While Mr Albanese gave the speech three decades ago, the radical ideas he espoused epitomise his socialist past that he has sought to bury as he asks the Australian public to elect him prime minister.
Five years after he gave the speech, he entered federal parliament at the 1996 election.
Treasurer Josh Frydenberg said Mr Albanese posed a “significant threat to Australia’s economic future with his socialist ideals and lack of economic experience, having never held a Treasury portfolio”. “He has spent his whole career being a cheerleader for higher taxes,” he said.
“The carbon tax, the mining tax, congestion tax, retirees tax, housing tax, family business tax, higher taxes on income and superannuation and, most damning of all, death duties.”
Asked about his speech, Mr Albanese said Mr Frydenberg’s attack over his support for an inheritance tax showed the government had “no substantial critique of the policies Labor is taking to the upcoming 2022 election, which is what we will implement if we are elected”. “It is a sign of the absolute desperation from a divided, dishonest and incompetent government that they are using taxpayer-funded staff to analyse debates which are more than three decades old,” he said.
In the speech, Mr Albanese went on to claim that money inherited or gifted had not been earned by the recipient and should be taxed. Death duties would “distribute inheritances more widely than a mere duty on the estate”, he said. “It could also take into account gifts and other requests over a period of time as one way of ensuring that there was minimal avoidance of such a tax.”
Without an inheritance tax, Mr Albanese argued, there was a “horizontal inequity against earned income, in favour of unearned income”.
The commerce minister at the time, Button, responded to Mr Albanese’s resolution by saying the policy had been taken from the Australian Democrats and “probably hasn’t been very well thought out”. He appealed to Labor delegates not to introduce death duties because “the text of this resolution will be picked on by our opponents with glee”. Button also noted that Walsh, whom Mr Albanese had quoted, had said the inheritance tax “should apply to $50,000 thresholds”.
Kerin said that before the states had traded away death duties “there was a lot of destruction done to Australian farming”.
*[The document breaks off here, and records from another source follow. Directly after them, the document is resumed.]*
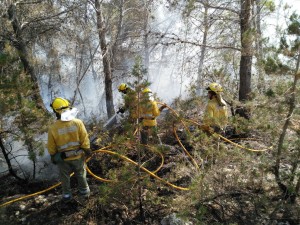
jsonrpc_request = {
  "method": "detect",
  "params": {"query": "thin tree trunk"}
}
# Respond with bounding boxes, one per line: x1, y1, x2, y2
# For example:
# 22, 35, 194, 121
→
295, 175, 300, 197
196, 4, 208, 96
95, 0, 115, 118
0, 134, 25, 182
7, 4, 47, 112
274, 49, 300, 201
143, 1, 150, 77
254, 0, 265, 91
136, 67, 145, 222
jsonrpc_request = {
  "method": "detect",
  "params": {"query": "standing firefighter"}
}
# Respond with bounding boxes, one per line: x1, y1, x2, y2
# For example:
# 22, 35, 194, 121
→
47, 97, 92, 202
117, 83, 138, 122
139, 88, 166, 145
202, 82, 228, 134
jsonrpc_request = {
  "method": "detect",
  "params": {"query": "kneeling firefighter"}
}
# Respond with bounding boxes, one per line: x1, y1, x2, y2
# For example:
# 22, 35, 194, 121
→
47, 97, 92, 202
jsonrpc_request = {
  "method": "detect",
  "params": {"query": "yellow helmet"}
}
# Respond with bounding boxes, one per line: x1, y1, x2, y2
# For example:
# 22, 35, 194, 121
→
142, 87, 152, 93
50, 97, 70, 113
118, 83, 128, 92
207, 82, 223, 93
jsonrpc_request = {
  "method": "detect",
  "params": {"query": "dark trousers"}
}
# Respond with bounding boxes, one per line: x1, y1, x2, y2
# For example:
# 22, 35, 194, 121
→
140, 126, 161, 145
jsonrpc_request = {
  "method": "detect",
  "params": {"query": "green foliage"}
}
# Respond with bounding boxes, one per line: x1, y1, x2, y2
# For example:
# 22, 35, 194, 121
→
97, 183, 113, 205
0, 42, 50, 179
28, 149, 37, 161
288, 13, 300, 35
279, 36, 289, 50
264, 0, 276, 12
265, 88, 275, 97
263, 55, 290, 74
242, 28, 256, 44
166, 72, 300, 222
131, 56, 148, 82
183, 0, 196, 17
0, 52, 10, 66
263, 12, 299, 76
263, 56, 278, 73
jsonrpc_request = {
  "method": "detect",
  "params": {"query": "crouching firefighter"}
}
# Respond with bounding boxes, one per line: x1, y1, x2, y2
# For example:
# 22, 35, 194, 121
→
47, 97, 92, 202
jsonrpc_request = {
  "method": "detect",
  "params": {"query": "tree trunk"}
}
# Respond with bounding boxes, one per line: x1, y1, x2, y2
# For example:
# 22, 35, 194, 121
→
143, 1, 150, 77
274, 51, 300, 202
196, 4, 209, 95
95, 0, 115, 118
0, 133, 25, 182
236, 0, 254, 119
111, 0, 124, 71
254, 0, 265, 91
7, 4, 47, 112
239, 0, 253, 101
239, 55, 252, 101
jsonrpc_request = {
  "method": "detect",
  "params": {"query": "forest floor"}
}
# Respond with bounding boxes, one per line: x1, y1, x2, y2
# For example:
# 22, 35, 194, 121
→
1, 125, 300, 225
0, 167, 173, 225
0, 135, 195, 225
“I want to run into the next election with no new taxes,” he said. “Whatever you do, delegates, don’t give the Liberals the opportunity to misrepresent this woefully as we run into the next election because they will do that.”
During his speech, which repeatedly addressed “Comrade Chair”, Mr Albanese rejected the proposal for a consumption tax – like the GST – and instead said there should be taxes that hit the “top end of a town” – a turn of phrase adopted by Mr Albanese’s predecessor, Bill Shorten, during the 2019 election campaign.
“I believe there could be no greater political distinction coming out of this conference in showing the real distinction between the Labor Party and the conservatives in our centenary year than the fact that the conservative forces are pushing a consumption tax,” he said.
“This conference has rejected, earlier on, a consumption tax unanimously and a suggestion that we actually consider looking at things which hit the top end of town out of this conference would be an appropriate measure.”
Criticising the Hawke government, he said the profits of the Prices and Incomes Accord (an agreement between the ACTU and the Labor Party) “have been wasted and squandered in an orgy of speculation and unproductive investment”.